I’m moving some old code over to the new msqli interface using prepared statements, I’m having trouble with SQL statements containing the IN clause. I would just normally do this:
$ids = '123,535,345,567,878'
$sql = "SELECT * FROM table WHERE id IN ($ids)";
$res = mysql_query($sql);
Converting this to mysqli and prepared statements I have tried a number of solutions:
$ids = '123,535,345,567,878'
$ids = implode($ids,',');
$result = $msqli->prepare("SELECT foo,blar FROM table WHERE id IN (?));
$result->bind_param("i", $ids);
$result->execute();
The above fails and calculating the number of elements in the array and altering number of question marks in the SQL string and calling bind_parm for each element in the array also fails. Just using the comma separated string also fails.

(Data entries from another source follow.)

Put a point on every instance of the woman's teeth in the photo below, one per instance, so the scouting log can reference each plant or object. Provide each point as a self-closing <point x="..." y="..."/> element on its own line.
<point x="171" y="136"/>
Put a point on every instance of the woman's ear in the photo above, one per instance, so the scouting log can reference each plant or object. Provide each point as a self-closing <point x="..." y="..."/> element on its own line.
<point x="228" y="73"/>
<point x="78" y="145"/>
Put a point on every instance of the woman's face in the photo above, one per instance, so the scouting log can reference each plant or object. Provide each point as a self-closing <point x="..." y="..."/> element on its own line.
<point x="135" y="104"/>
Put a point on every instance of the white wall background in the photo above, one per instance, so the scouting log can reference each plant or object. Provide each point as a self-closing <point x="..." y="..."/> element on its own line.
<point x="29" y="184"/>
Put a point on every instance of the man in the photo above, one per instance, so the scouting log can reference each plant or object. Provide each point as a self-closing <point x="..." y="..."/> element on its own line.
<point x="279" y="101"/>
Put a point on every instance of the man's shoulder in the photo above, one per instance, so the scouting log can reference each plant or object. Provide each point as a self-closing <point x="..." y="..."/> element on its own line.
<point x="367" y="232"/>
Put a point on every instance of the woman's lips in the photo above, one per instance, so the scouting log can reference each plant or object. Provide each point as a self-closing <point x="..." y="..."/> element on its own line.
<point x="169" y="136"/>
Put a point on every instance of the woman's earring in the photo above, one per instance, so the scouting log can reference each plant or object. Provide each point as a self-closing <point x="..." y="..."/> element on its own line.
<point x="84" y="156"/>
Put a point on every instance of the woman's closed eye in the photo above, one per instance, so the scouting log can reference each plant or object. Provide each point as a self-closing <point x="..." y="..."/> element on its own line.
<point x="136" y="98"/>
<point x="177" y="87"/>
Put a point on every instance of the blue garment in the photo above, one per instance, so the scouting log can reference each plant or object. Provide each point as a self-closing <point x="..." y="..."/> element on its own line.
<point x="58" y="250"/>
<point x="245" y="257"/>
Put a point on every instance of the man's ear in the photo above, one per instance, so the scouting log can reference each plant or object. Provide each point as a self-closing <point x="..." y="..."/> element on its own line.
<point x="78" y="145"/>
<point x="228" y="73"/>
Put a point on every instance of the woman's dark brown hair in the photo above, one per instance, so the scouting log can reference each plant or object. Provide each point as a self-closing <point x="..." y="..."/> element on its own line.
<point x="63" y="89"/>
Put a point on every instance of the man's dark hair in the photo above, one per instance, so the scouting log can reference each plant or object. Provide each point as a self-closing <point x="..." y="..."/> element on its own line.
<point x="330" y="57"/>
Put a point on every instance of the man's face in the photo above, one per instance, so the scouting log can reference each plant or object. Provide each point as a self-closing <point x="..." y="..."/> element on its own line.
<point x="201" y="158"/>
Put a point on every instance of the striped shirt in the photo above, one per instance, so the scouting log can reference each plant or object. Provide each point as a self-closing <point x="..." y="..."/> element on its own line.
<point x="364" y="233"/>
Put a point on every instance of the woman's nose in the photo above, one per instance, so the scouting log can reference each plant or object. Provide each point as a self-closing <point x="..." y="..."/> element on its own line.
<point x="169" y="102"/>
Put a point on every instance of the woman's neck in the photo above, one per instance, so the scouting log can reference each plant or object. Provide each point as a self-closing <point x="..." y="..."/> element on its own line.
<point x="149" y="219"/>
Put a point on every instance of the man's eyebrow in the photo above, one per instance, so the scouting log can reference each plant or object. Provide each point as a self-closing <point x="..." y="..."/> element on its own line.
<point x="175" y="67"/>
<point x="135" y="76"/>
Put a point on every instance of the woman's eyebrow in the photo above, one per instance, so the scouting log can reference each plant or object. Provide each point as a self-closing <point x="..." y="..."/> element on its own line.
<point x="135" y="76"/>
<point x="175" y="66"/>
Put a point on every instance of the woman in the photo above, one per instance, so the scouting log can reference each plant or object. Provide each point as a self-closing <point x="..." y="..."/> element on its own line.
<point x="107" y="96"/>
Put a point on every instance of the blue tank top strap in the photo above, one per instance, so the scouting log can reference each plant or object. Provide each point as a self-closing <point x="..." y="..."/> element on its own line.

I can find no good documentation in Google on this, so how have you solved the problem?
It's not possible to bind a list of variable length to a single bound variable.
Similarly, if you were to bind the string $ids you'll actually end up with:
SELECT foo,blar FROM table WHERE id IN ('123,535,345,567,878')
(Note the quotes around the list of IDs).
Creating your own query with the right number of question marks and bound parameters should have actually worked - you may need to try that again and report on the actual error.
Alternatively, this may be one of those occasions where it's unfortunately necessary to hand-craft your own SQL and not use bound parameters.
Look at the answer to a similar question that has been asked here before (second code sample):
I have an array of integers, how do I use each one in a mysql query (in php)?
It boils down to:
create the SQL string with the right amount of question marks
use call_user_func_array() to bind your array to the query string
I thought the point of prepared statements was so in this situation you could just do:
$stmt = $this->mysqli->prepare("UPDATE radcheck SET attribute = ?, value = ? WHERE username = ? AND attribute LIKE 'CS-Total-Octets%'");
foreach ($usernames as $username)
{
$stmt->bind_param('sss', $bandwidth_types[$bandwidth_type], $bandwidth_bytes, $username);
$stmt->execute();
}
$stmt->close();